程子君能清晰感知到自己的灵体被强行拖拽、拉扯,飞速向幽深死寂的灵域坠落。她想再喊一声他的名字,想告诉他别慌、想护他周全,可喉咙被死死封堵,发不出半点声响,连一丝一毫的魂力都无法再外泄。
她的身影以肉眼可见的速度变淡、变透,寸寸消融在风里。
“鬼姐姐!!”
小贾诩骤然抬头,瞳孔剧烈收缩,心底的呼喊凄厉又绝望。
与此同时,几名护卫与世家仆从已然快步冲来,粗鲁地扣住他的双臂,铁钳一般的力道死死锁住他的肩腕,将他狠狠拖拽起身。
粗糙的力道勒得他骨头发疼,将他往前狠狠一带。
他被众人死死牵制,动弹不得,只能拼尽全力抬起手,指尖徒劳地伸向那片逐渐空荡的虚空。
她看见他抬起的、苍白纤细的手。
更看见他眼底翻天覆地的情绪。
他死死望着她消散的方向,唇瓣微动。
“你竟然骗我。
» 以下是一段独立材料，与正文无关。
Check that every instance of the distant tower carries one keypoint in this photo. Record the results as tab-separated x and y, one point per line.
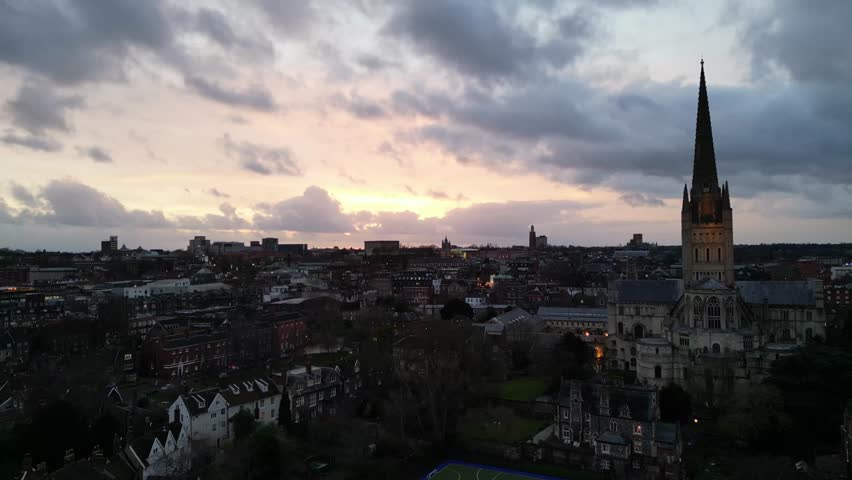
707	228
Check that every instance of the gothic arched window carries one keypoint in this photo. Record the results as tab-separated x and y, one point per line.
697	310
729	313
713	313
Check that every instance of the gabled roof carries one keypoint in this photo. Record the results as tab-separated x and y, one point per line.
195	400
795	293
612	438
513	316
646	291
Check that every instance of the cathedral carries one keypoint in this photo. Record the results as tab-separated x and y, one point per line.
706	325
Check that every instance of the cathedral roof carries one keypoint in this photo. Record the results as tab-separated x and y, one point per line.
795	293
704	162
647	291
710	284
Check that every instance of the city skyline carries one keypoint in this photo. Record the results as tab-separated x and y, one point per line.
470	120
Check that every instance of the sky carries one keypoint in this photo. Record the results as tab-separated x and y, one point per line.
334	122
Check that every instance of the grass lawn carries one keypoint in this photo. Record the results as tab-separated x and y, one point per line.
530	468
523	389
470	471
508	429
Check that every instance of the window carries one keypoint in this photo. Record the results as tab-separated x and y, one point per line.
713	313
697	310
729	312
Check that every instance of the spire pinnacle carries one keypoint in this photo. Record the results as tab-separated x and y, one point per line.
704	162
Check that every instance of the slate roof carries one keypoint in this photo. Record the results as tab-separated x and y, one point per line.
572	313
192	404
513	316
799	293
244	396
647	291
638	399
710	284
665	432
612	438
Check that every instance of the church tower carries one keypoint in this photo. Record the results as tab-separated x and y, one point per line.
707	230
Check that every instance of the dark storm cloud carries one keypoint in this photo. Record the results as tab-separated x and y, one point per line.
69	202
578	134
256	97
313	211
810	43
97	154
636	199
34	142
23	195
37	107
288	17
475	39
72	203
260	158
226	220
76	41
216	26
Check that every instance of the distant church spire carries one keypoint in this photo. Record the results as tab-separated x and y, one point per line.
704	163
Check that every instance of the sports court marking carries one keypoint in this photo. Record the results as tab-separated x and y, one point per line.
458	470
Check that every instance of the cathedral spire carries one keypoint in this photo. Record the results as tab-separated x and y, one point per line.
704	163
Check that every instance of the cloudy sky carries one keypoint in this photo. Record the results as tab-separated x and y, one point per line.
333	122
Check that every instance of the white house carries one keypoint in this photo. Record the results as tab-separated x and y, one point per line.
207	413
164	454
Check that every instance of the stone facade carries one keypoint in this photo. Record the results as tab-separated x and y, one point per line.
707	323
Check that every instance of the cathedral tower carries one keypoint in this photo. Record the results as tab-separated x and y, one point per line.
707	230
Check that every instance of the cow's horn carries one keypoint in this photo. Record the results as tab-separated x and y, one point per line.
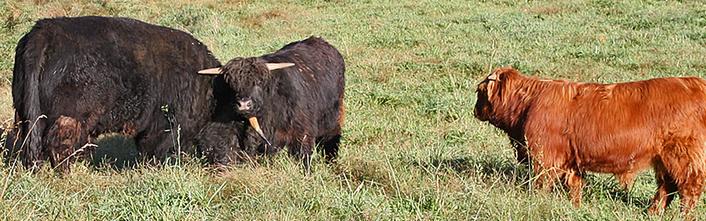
255	125
210	71
275	66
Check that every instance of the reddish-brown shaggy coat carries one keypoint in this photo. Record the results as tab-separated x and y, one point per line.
570	128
”
................
眼前黑雾骤然散尽。
程子君身子一轻,直直跌坐回屋里的木椅上。
烛火晃得人眼晕,熟悉的土坯墙、糊着旧报纸的墙面、桌上掉漆的搪瓷杯,尽数映入眼帘。
她又回来了。
敲!早不醒、晚不醒,偏偏卡在秋猎密林的死局里。
方才少年那双淬满寒意与恨意的眼,死死钉在她脑海里,挥之不去。
那不是怯懦的委屈,是被唯一靠山背叛、推入深渊后的决绝怨毒。
程子君心口一窒,抬手狠狠攥住桌沿,指节泛白,骨缝发疼。
他肯定误会了。
一念至此,程子君眼底发红,再也压不住心底的躁乱。
她俯身,额头对准实木桌板,一下接一下狠狠磕上去。
砰砰!砰砰!
沉闷的撞击声划破深夜寂静,力道又重又急。
额角迅速发烫发麻,钝痛密密麻麻炸开,可这点皮肉痛,压不住她半分悔恨。
“子君姐!你折腾什么!”
房门被猛地推开,顾不臣快步冲进来,几步跨到桌前,伸手死死按住她的肩,强行把她拽直身子。
烛火照亮她的额头,一道通红的磕痕赫然凸起,格外刺眼。
顾不臣眉头拧成死结,语气又急又无奈:“好好的怎么跟自己过不去?是程建国和魏烟的事闹得你心烦?”